Modernization began during the administration of President Chester Arthur in the early 1880s. When Vice President Arthur became president he nominated William E. Chandler to be his Secretary of the Navy. Chandler fought the comfortable practice of repairing wooden vessels, which were worthless in the new era of post-Civil War ordinance. He fought to reduce the extravagant Navy Yard establishment. Called by some naval historians the "founder of the modern navy," Secretary of the Navy William E. Chandler stated in his annual report for 1883: "In order to be prepared, not merely by the potentiality of our immense resources, but also by an actual armament, to assert at all times our natural, justifiable, and necessary ascendancy in the affairs of the American hemisphere, we unquestionably need vessels in such numbers as fully to keep alive the knowledge of war, and of such a kind that it shall be a knowledge of modern war; capable; on brief notice, of being expanded into invincible squadrons."

In August 1882 Congress authorized two steel ships but appropriated no funds for their construction. Although this congressional response seemed disappointing, it was the catalyst for the creation of the Second Advisory Board in the fall of 1882 by a new Secretary of the Navy, William Chandler; this board was chaired by Rear Admiral Robert Shufeldt. Taking a more realistic approach to the problem than its predecessor, the Shufeldt board recommended only four steel ships. After some minor modifications to the proposal, Congress agreed and on 3 March 1883 appropriated $1.3 million for the construction of three steel cruisers and a dispatch boat-the so-called (after the initials of their names) ABCD ships - the Dolphin, Chicago, Boston, and Atlanta, the first ships of the New Navy.

The three new "protected" steel cruisers, the Atlanta, Boston, and Chicago contained a thin steel hull, but heavier protection for its vital areas. The cruisers were designed to use sail power for normal cruising, but could rely on steam power during battles.

Efforts to construct the first steel warships indicated the extent of the deterioration of the Navy during the post-war years, including the shore facilities. The Navy recognized that it could not build these ships and had to rely on contractors. However, the bureaus lacked the technical expertise in preparing drawings and specifications. Consequently, preparation of plans was not completed until after the contracts had been awarded. During the Civil War technology (the steam engine and steel hull) and wartime pressure had forced the service to depend on the private sector to modernize. The relationship with private contractors during the 1850s, 1860s, and 1870s and its efforts to integrate them into the ship-building process foreshadowed the military industrial complex that began taking shape during the construction of the steel Navy in the 1880s. Private enterprises began refining existing military technologies, often developed initially under official auspices, and introducing sophisticated variations that rivaled or surpassed the original versions.

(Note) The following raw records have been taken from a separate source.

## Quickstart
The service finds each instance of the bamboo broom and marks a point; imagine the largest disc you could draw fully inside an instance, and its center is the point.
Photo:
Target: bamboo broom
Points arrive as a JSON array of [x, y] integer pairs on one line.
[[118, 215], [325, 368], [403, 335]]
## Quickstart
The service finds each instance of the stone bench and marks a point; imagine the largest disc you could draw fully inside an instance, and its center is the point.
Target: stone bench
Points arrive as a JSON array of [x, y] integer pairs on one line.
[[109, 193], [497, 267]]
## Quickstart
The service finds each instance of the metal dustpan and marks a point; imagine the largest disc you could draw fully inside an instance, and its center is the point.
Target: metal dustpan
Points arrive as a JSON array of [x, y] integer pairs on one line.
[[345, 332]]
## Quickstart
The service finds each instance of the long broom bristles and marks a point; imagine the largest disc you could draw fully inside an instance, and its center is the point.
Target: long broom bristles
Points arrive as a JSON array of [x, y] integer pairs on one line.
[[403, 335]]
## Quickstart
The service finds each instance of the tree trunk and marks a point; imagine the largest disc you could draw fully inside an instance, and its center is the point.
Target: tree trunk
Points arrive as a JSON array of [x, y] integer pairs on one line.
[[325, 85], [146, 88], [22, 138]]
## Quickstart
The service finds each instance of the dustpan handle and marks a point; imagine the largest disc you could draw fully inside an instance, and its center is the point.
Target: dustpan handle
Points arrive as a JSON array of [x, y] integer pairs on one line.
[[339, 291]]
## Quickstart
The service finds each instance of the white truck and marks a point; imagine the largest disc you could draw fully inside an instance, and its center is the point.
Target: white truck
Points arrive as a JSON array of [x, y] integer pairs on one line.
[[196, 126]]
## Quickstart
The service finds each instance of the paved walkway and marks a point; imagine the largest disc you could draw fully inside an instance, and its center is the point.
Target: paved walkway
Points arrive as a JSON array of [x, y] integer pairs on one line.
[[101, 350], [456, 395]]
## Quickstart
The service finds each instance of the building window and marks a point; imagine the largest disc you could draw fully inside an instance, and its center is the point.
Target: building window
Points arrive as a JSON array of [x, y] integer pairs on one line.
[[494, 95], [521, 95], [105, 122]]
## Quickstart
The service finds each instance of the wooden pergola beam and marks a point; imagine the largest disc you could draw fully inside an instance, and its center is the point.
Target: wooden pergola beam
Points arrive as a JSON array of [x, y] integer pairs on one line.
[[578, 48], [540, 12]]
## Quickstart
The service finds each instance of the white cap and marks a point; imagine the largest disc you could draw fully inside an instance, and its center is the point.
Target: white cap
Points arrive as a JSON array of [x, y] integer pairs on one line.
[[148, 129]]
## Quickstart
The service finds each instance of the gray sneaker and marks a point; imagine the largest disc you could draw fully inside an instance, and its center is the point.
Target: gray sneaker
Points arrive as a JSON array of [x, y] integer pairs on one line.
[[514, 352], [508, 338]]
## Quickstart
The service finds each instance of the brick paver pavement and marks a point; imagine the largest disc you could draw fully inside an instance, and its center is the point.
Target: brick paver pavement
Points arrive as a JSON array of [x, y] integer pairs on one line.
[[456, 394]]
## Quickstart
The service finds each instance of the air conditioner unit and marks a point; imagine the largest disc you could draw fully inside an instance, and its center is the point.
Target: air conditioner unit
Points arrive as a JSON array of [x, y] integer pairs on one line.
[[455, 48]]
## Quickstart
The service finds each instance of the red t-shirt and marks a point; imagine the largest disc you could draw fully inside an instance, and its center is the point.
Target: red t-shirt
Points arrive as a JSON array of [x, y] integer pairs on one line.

John Roach's Morgan Iron Works had submitted the lowest price for each of the four ships; Roach was duly awarded all four contracts. Construction of the USS Atlanta, Boston, Chicago, and Dolphin was to be rife with controversy, with the three cruisers eventually completed in the Navy's own yards.

The contract went to a prominent Republican, and when the administration changed to Democratic in 1885, Cleveland's new Secretary of the Navy, William Whitney, found the contractor to be in default and attempted to take control of the construction. He discovered, however, that no Navy yard was large enough to construct these ships, so the Navy Department completed construction of the ships in the contractor's yards, under the supervision of Navy engineers.

The incoming Cleveland government, the first elected Democratic administration of the postwar era, raised politically charged questions about the contract. Roach depleted his capital reserves, entered receivership, and forfeited the contracts for the three cruisers. The Navy finished them, in Roach's shipyard.

These new ships were followed by larger battleships, such as the Maine, Texas, New York, and Olympia. These ships required smaller escort ships and auxiliary vessels, especially colliers. A modern Navy was beginning to form.